Clustering Algorithm

Chitra Rajasekaran
4 min readApr 12, 2018

--

We all know about Netflix, the worlds largest on-demand internet streaming media and online DVD movie rental service provider.

  • Founded August 29, 1997 in Los Gatos, California by Marc and Reed
  • It has 69 million members in over 60 countries enjoying more than 100 million hours of TV shows and movies per day.
  • Most success with : House of Cards show
Netflix Founders

Netflix — A view of recommendations

Netflix puts it as: The Netflix Prize seeks to substantially improve the accuracy of predictions about how much someone is going to love a movie based on their movie preferences. Improve it enough and you win one (or more) Prizes. Winning the Netflix Prize improves our ability to connect people to the movies they love.” –www.netlfixprize.com

So what do they want? Improvement to their existing system for which they were paying $1 million.

We got the background and now lets move on to view the objective and the datasets.

Objective: “Which movie will you like” given that you have seen ‘The Dark night, Batman Begins, Pineapple express’?

How do we figure this out?

Assumption: We have the Netflix movie rating dataset and R-studio installed.

First let us take some time to go through the clustering algorithms.

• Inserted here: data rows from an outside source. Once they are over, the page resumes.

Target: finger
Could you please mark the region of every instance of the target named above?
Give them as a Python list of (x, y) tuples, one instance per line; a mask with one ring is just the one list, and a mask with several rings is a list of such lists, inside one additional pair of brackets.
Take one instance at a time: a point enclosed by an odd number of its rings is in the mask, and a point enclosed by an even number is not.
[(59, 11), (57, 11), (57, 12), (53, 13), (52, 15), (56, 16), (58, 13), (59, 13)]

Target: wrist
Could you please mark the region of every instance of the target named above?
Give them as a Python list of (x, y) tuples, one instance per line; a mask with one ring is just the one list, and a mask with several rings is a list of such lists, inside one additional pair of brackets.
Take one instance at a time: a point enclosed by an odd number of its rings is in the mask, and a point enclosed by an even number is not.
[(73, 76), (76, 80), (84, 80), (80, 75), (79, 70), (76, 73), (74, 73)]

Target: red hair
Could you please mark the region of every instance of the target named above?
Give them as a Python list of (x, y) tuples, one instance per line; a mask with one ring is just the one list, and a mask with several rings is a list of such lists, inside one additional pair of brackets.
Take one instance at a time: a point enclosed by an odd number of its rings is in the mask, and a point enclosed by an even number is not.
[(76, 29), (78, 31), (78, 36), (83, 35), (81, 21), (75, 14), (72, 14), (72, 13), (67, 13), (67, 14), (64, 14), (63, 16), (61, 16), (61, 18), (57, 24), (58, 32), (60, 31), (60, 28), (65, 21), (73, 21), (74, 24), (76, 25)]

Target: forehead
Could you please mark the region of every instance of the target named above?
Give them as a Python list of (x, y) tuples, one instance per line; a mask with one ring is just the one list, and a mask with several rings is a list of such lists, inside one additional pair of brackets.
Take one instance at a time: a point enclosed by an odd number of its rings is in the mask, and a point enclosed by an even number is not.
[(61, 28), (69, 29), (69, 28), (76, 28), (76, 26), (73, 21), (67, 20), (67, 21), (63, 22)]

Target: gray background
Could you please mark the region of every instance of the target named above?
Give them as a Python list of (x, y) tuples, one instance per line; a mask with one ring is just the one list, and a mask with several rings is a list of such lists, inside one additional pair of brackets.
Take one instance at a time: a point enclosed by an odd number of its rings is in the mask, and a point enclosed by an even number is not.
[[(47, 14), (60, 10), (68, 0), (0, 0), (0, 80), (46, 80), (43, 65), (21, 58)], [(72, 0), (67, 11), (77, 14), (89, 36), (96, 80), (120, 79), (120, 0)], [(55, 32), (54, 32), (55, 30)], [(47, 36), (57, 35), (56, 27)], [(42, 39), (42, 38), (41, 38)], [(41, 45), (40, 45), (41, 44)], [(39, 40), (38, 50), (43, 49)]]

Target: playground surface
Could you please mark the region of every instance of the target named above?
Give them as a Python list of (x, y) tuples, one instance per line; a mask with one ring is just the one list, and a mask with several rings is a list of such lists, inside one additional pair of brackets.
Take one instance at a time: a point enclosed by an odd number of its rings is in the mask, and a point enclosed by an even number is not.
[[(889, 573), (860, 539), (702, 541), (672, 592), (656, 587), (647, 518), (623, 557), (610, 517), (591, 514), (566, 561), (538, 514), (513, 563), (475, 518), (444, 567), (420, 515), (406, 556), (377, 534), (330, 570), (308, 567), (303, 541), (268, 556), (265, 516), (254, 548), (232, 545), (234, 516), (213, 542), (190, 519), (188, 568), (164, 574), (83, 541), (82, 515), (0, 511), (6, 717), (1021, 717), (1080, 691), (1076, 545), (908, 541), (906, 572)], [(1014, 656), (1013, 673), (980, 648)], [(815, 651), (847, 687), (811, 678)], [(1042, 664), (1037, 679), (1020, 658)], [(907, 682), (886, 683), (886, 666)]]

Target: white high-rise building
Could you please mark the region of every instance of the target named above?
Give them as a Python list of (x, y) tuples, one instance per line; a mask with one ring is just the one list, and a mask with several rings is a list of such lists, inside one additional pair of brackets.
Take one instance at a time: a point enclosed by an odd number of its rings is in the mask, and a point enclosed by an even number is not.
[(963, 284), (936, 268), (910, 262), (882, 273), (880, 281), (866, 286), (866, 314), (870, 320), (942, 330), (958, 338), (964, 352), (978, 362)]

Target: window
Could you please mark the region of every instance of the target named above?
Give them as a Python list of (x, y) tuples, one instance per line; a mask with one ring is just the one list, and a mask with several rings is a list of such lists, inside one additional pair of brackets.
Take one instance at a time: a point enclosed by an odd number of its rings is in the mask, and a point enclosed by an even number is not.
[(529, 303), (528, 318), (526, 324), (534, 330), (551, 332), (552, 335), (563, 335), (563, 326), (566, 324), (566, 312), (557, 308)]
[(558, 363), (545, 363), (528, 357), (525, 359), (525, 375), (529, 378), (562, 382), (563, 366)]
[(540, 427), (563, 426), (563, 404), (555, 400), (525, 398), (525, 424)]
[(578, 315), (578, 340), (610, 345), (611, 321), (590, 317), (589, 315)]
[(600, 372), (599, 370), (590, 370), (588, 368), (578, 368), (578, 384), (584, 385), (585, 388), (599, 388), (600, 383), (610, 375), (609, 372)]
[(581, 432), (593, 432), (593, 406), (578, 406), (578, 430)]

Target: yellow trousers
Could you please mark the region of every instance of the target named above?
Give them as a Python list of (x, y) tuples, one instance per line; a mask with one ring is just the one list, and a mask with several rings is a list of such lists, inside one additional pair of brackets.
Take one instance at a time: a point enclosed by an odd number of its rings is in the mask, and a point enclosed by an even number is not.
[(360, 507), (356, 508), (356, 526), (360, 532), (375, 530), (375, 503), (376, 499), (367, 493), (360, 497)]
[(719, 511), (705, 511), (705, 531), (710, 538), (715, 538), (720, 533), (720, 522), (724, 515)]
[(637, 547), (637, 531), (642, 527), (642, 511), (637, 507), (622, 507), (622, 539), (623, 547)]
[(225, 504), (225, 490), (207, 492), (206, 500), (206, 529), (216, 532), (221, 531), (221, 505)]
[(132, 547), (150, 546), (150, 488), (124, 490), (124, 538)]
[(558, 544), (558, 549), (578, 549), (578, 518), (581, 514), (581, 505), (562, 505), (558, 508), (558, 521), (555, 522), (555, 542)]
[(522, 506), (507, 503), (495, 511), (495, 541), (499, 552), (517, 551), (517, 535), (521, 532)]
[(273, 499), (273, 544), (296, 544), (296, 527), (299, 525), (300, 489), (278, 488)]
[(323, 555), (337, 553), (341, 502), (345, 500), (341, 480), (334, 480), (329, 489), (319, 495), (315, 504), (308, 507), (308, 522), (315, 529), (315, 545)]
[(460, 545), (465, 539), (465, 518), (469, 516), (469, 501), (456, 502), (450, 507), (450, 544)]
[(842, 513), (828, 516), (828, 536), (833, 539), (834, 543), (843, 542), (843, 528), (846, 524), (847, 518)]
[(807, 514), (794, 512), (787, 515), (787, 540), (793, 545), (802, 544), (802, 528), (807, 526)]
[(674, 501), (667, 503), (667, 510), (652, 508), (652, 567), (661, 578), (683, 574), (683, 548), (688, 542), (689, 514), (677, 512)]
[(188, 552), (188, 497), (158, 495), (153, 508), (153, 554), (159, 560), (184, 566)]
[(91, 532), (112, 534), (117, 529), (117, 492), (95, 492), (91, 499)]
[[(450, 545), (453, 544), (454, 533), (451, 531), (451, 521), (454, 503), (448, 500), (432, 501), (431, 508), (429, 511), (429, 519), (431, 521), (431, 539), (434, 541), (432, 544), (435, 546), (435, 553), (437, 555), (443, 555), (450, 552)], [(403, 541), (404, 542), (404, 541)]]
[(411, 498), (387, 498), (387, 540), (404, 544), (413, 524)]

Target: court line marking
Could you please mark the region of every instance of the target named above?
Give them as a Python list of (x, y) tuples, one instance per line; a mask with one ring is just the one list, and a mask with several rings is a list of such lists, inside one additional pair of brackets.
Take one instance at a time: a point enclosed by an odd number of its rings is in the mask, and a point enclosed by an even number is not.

The idea of Clustering is to group the items together based on thier attributes. The data is typically unlabeled and the similarity is measured using the distance between the two points. Example: Consider going to a Board Game shop and putting together the games from a pile of game box that are similar.

Types of Clustering:

  1. K- means — Partitional clustering
  • Memory based method that measures the distance between the query instance(movieID,UserID) and every instance in the training set. We find the K training instances with the least distance from the query instance and average the rating. This is the predicted rating for the query instance. We can use the ‘Euclidean Distance, Manhattan Distance, Minkowsky Distance or Mahalanobis Distance’ formulas to find the distance. The formula to use entirely depends on the dataset type.
  • We can ask how important is this distance measure?

It is very importance to normalize the features. E.g.: What if i was too generous about the movie rating and somone else is too conservative? We are comparing with very high personal biases which can result in flawed similarity measure. The solution for this is to normalize the data.

  • We can then ask what is this normalisation? how will it change my ratings and will this not loose the original rating?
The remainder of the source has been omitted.